I've heard that the の in のに and なのに is the general-noun の (I don't remember the word for it.). So why, in that light, does the meaning of the two make sense?
The particle construction ～（な）のに expresses the adversative, i.e. in English (al)though, even though, etc.
The の in ～のに and ～なのに is a suffix that functions as a nominalizer. の turns any inflected expression into a noun, and なの does the some for expressions that cannot be inflected. This happens in order to make the attachment of grammatical markers possible that usually do not directly attach to the expressions, or that do so with a different grammatical meaning. The に is dative/locative case, which only appear with nominals.
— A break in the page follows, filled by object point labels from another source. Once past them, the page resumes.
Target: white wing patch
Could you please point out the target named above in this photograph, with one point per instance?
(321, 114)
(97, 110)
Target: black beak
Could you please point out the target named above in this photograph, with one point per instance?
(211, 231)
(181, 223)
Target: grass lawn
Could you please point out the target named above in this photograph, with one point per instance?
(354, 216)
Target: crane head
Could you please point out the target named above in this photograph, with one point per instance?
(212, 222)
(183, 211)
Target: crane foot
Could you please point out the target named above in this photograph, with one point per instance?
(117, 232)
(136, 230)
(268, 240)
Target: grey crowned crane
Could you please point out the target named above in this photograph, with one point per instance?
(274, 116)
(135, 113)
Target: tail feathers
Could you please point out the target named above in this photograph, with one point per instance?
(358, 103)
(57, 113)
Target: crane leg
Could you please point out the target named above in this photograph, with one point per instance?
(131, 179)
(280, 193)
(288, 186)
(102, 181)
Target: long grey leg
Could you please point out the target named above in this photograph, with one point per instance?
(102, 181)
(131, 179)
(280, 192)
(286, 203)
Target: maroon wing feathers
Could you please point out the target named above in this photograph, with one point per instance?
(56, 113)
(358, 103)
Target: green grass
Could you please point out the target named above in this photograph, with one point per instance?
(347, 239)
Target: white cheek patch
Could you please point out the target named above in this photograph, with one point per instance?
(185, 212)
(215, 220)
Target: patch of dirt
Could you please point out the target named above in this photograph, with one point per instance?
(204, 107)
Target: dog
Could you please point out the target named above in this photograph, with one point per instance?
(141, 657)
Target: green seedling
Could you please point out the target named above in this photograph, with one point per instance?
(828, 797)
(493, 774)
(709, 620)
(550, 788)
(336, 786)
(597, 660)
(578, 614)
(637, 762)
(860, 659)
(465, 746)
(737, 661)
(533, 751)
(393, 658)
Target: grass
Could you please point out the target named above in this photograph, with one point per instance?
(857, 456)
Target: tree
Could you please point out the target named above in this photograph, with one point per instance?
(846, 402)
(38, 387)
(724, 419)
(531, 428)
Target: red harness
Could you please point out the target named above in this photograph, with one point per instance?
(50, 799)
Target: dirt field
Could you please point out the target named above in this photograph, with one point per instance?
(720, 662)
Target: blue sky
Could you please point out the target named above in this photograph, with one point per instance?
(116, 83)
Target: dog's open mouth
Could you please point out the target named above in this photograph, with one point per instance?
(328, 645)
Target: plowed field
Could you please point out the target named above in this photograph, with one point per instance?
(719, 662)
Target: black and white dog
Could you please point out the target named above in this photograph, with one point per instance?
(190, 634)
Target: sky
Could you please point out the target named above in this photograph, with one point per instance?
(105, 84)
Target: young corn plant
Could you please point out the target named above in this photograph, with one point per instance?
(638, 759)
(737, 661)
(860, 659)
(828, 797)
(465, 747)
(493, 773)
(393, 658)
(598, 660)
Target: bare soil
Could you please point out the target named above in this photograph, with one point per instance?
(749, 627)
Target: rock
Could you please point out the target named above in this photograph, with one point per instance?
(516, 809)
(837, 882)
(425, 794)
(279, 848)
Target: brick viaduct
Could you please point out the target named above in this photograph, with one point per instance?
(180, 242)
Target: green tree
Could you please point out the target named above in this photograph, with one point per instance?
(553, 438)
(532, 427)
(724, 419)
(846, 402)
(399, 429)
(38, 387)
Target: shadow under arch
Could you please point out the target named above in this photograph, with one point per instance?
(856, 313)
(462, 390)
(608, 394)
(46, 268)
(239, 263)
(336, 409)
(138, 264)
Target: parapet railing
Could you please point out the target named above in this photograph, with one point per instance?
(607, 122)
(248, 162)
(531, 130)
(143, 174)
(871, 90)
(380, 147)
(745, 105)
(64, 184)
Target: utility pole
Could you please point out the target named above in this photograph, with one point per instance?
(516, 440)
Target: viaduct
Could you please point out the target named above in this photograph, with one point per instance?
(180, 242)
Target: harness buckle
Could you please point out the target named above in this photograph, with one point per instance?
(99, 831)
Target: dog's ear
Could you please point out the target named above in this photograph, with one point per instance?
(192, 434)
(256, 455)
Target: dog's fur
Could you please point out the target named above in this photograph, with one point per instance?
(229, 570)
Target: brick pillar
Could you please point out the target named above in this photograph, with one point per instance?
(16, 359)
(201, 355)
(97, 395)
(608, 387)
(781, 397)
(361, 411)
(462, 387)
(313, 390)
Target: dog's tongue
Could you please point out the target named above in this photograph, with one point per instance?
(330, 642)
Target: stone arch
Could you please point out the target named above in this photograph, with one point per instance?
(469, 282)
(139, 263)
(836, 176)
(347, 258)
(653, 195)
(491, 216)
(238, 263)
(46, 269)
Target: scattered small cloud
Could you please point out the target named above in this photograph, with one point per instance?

攻撃された is an inflected expression (a passivized verb), hence のに.
発見 cannot be inflected, hence なのに is required.
Some linguists believe that the separation of のに in の and に is not entirely correct because both particles must be present in order to express the adversative. The adversative meaning also does not follow from meaning composition, i.e. combining the nominalizing property of の with dative/locative に does not result in an adversative reading.
The clause 太郎が行かなかった 'Taroo didn't go' is nominalized, and hence the accusative case particle を can attach.
The answer to your question then is: の in ～（な）のに is a nominal particle that produces nouns, or nominal expressions. Therefore, some linguists call it a particle noun (e.g. Jens Rickmeyer).